Today was interesting. I walked out of my therapy session 1/3 of the way into it. Then I fired my psychiatrist 8 minutes into our session. What a productive use of driving that far.
I then literally drove somewhere to schedule an appointment with a different kind of therapist. Because I’m me.
Because when someone tells me that my lack of desire to conform to what they want from me is proof that I lack a growth mindset I’ll turn around and look for growth in a different direction. Fuck you. It isn’t that I lack the desire to grow. It is that I believe with every fiber of my being that your Standards of Practice are not the path to health for me.
I think I’m going to have a weird and convoluted path that doesn’t resemble the path other people need. That isn’t because I think I can’t grow. It is because I believe that the things I need are non standard. I believe that a lot of what people need is actively negative for me even though it is awesome for other people. I don’t think that is true because I believe I can’t change. I just don’t think I can be what other people are.
I don’t think that means I am incapable of growth. I think it means I’m going to have a weird as fuck growth pattern.
Communication is a two way street. Sometimes people cannot reach a place of understanding and that doesn’t mean anyone has failed. It means that you don’t have shared language or goals or understanding.

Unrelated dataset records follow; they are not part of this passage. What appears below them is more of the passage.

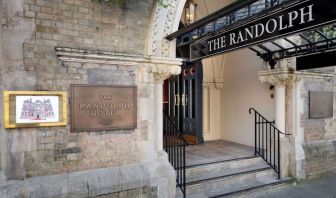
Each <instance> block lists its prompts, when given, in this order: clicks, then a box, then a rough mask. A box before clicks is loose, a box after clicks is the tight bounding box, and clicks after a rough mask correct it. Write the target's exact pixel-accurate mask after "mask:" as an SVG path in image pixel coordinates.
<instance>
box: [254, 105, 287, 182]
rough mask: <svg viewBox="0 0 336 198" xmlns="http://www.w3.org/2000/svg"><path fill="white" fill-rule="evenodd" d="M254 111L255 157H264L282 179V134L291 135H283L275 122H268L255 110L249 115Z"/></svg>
mask: <svg viewBox="0 0 336 198" xmlns="http://www.w3.org/2000/svg"><path fill="white" fill-rule="evenodd" d="M252 111H254V134H255V139H254V148H255V150H254V151H255V155H257V154H258V155H259V156H260V157H262V158H263V159H264V160H265V161H266V162H267V163H268V164H269V165H270V167H271V168H273V169H274V171H275V172H276V173H277V174H278V179H281V139H280V138H281V136H282V134H283V135H291V134H287V133H283V132H282V131H280V130H279V129H278V128H277V127H276V126H275V125H274V123H273V122H270V121H268V120H267V119H266V118H265V117H264V116H262V115H261V114H260V113H259V112H258V111H257V110H255V109H254V108H250V109H249V113H250V114H252ZM268 126H269V128H268ZM265 130H266V134H264V132H265ZM268 130H269V131H268ZM268 132H269V134H268ZM268 135H269V141H270V142H269V144H268V142H267V141H268ZM272 135H273V137H272ZM272 138H273V145H272ZM277 139H278V140H277ZM276 143H278V145H276ZM265 144H266V145H265ZM268 145H269V149H268ZM272 146H273V149H272ZM257 147H258V148H257ZM267 152H269V159H268V156H267ZM272 156H273V159H272Z"/></svg>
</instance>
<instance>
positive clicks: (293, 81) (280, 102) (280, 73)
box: [259, 68, 298, 177]
mask: <svg viewBox="0 0 336 198" xmlns="http://www.w3.org/2000/svg"><path fill="white" fill-rule="evenodd" d="M259 79H260V81H261V82H264V83H268V84H271V85H274V86H275V125H276V127H277V128H278V129H279V130H280V131H281V132H283V133H286V87H287V86H292V84H293V83H294V82H295V81H296V80H298V75H297V74H296V73H295V71H294V70H292V69H289V68H282V69H277V70H268V71H261V72H259ZM280 137H281V139H280V141H281V142H280V148H281V151H280V152H281V155H280V163H281V177H286V176H288V175H289V172H288V170H289V166H290V164H289V159H288V157H289V153H290V152H291V151H290V140H289V138H287V137H286V136H285V135H281V136H280Z"/></svg>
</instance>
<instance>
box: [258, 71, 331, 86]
mask: <svg viewBox="0 0 336 198" xmlns="http://www.w3.org/2000/svg"><path fill="white" fill-rule="evenodd" d="M258 74H259V80H260V81H261V82H262V83H268V84H271V85H275V86H291V85H292V84H293V83H294V82H297V81H300V80H301V79H302V78H324V79H327V80H329V79H330V80H331V79H332V78H333V77H334V75H332V74H323V73H313V72H306V71H295V70H293V69H292V68H282V69H275V70H266V71H260V72H258Z"/></svg>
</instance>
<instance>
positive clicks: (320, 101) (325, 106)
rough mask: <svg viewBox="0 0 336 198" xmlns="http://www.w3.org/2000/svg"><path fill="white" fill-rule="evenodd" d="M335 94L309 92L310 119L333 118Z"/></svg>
mask: <svg viewBox="0 0 336 198" xmlns="http://www.w3.org/2000/svg"><path fill="white" fill-rule="evenodd" d="M333 101H334V97H333V92H320V91H310V92H309V118H310V119H322V118H332V117H333V114H334V113H333V109H334V108H333Z"/></svg>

Sometimes miscommunication just is.
I traumatize some people just by existing. I have big issues with medical providers that come from me but is also related to the training and belief structures inculcated during the educational process.
It’s me and it isn’t me.
I’m kinda angry that I had a psychiatrist tell me to my face that I have to try every drug sold because some drug out there will be the miracle that will fix my brain and cause my PTSD to go into remission.
That’s not growth mindset. That’s magical thinking.
You don’t want us to build trust you want me to comply with what you want.
Yeah, no.
Guess what I don’t spend a lot of time doing?
Yeah. I don’t spend a lot of time complying with what people want just because they want it. It’s kind of a lifestyle choice.
So expect an obscene amount of navel gazing over the next two weeks. I need to spend some time thinking about what I want to work on in therapy. Or I might need a break from therapy for a while. It isn’t that I’m stable. It is that maybe I have exhausted this bag of tricks and I need to find a different bag.
That happens.
If I didn’t feel this sick anxiety in my stomach about not being done painting I’d be in a much better place right now.
Hahahahaha. Maybe. I’m fucking flipping out. But that’s complicated.
The next few weeks have to unwind some stuff. I just have to.